Generating new data out of modeling results

Question

Hi,

I am a new user of Rapidminer and I have less experience in data mining. I am looking for a way to select lets say the best 20 % of a customer base, based on the results of a decision tree, a neural net or something.

Is there an operator which is able to write a new table considering the result of a previous modeling operator? The ideal case would be an operator, which sets something like a scoring attribute so that I can generate a new table and manually select the top rated data sets.

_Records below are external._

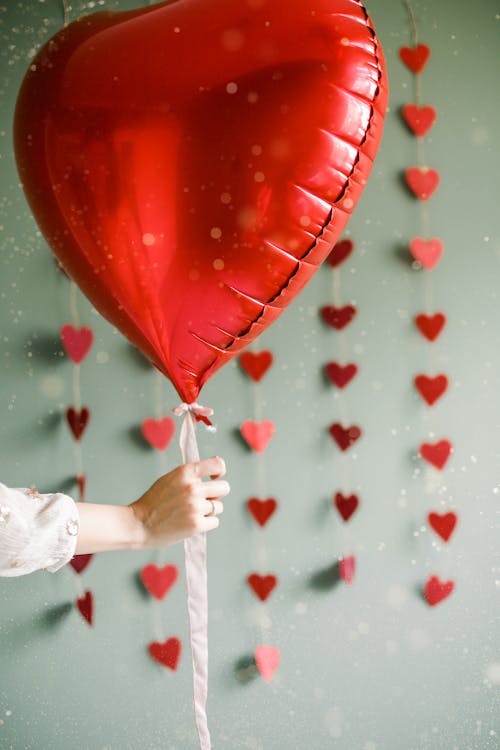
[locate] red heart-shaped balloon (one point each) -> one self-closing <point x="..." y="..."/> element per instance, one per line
<point x="262" y="586"/>
<point x="85" y="605"/>
<point x="159" y="581"/>
<point x="431" y="389"/>
<point x="430" y="326"/>
<point x="340" y="253"/>
<point x="443" y="523"/>
<point x="168" y="653"/>
<point x="415" y="58"/>
<point x="257" y="434"/>
<point x="158" y="432"/>
<point x="341" y="375"/>
<point x="77" y="420"/>
<point x="193" y="197"/>
<point x="262" y="510"/>
<point x="422" y="181"/>
<point x="427" y="252"/>
<point x="346" y="504"/>
<point x="344" y="436"/>
<point x="338" y="317"/>
<point x="256" y="364"/>
<point x="76" y="342"/>
<point x="436" y="454"/>
<point x="419" y="119"/>
<point x="435" y="590"/>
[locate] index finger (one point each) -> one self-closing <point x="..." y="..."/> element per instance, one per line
<point x="210" y="467"/>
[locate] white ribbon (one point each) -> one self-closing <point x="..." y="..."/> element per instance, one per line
<point x="195" y="560"/>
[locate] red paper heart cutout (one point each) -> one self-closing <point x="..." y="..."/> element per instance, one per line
<point x="262" y="586"/>
<point x="262" y="510"/>
<point x="77" y="420"/>
<point x="419" y="119"/>
<point x="267" y="659"/>
<point x="435" y="590"/>
<point x="340" y="253"/>
<point x="338" y="317"/>
<point x="168" y="653"/>
<point x="430" y="326"/>
<point x="436" y="454"/>
<point x="85" y="605"/>
<point x="422" y="181"/>
<point x="415" y="58"/>
<point x="80" y="562"/>
<point x="431" y="389"/>
<point x="344" y="436"/>
<point x="347" y="568"/>
<point x="81" y="482"/>
<point x="427" y="252"/>
<point x="256" y="364"/>
<point x="158" y="432"/>
<point x="443" y="524"/>
<point x="258" y="434"/>
<point x="159" y="581"/>
<point x="76" y="342"/>
<point x="205" y="189"/>
<point x="340" y="375"/>
<point x="346" y="504"/>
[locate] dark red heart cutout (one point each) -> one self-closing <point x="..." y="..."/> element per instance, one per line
<point x="340" y="375"/>
<point x="76" y="341"/>
<point x="159" y="581"/>
<point x="415" y="58"/>
<point x="341" y="251"/>
<point x="436" y="454"/>
<point x="443" y="524"/>
<point x="344" y="436"/>
<point x="346" y="504"/>
<point x="85" y="605"/>
<point x="77" y="420"/>
<point x="262" y="510"/>
<point x="430" y="326"/>
<point x="168" y="653"/>
<point x="80" y="562"/>
<point x="422" y="181"/>
<point x="419" y="119"/>
<point x="262" y="586"/>
<point x="435" y="590"/>
<point x="338" y="317"/>
<point x="208" y="185"/>
<point x="347" y="568"/>
<point x="256" y="364"/>
<point x="258" y="434"/>
<point x="158" y="432"/>
<point x="431" y="388"/>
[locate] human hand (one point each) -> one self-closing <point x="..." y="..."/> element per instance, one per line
<point x="181" y="504"/>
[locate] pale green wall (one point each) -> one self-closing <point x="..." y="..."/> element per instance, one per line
<point x="367" y="667"/>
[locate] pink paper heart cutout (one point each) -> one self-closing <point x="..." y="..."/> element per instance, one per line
<point x="158" y="432"/>
<point x="347" y="568"/>
<point x="436" y="591"/>
<point x="258" y="434"/>
<point x="427" y="252"/>
<point x="159" y="581"/>
<point x="267" y="659"/>
<point x="168" y="653"/>
<point x="76" y="342"/>
<point x="422" y="181"/>
<point x="419" y="119"/>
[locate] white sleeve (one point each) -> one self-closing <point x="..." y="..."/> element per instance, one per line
<point x="36" y="531"/>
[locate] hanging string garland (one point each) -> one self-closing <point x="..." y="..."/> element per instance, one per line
<point x="427" y="252"/>
<point x="340" y="375"/>
<point x="257" y="433"/>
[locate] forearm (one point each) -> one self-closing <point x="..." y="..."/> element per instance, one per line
<point x="104" y="528"/>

I would be grateful for any help.

Dolf · Answer

Hi Marius, thank you very much. I have an another problem. In my example code I discretize attribute 1 creating 10 bins. If I switch to the results view and activate the bars chart with these 10 bins in the x-axis, the bars are listed in alphabetical order (range1, range10, range2...). If I use the replace operator and replace the values manually, e.g. range1 with 01, it replaces also range10 with 010 :-[ Is there a way to put the bars into correct order? Or better: is there a way to name the bins right from the start as I want (as I can do it in KNIME ;D)?

MariusHelf · Answer

Hi, in RapidMiner we separate the steps of model creation (training) and model application. From your description it seems that so far you only did the training step which results in a decision tree. Now you can apply that decision on new data. The result will be an example set with three additional attributes: the prediction (e.g. true or false), and so-called confidences. The confidence is a measure of how sure or confident the model is, that the input data is of a certain class. Please have a look at the attached process for a basic example of model training and application. In addition to the aforementioned operators, the process uses the Split operator to divide the input data into a set for training and a set for application. For a deeper understanding of RapidMiner's concept I would like to direct your attention to our video tutorials and other documentation resources on our website at http://rapid-i.com . You'll find all the documentation in the Documentation menu on top of the website. Best regards, Marius

Dolf · Answer

I'll try to exemplify my request. Let's say I have a data table containing several attributes about 1000 customers. Now I would like to know the probability, if they will buy a special product. I want to choose the best 20 % with the best response probability, based on a decision tree.

In cases like this KNIME decision tree gives me the option to append columns with normalized class distribution to the table, so that I can choose my best 20 % out of it. In contrast with KNIME, the decision tree operator of rapidminer delivers only a tree which doesn't solve my problem.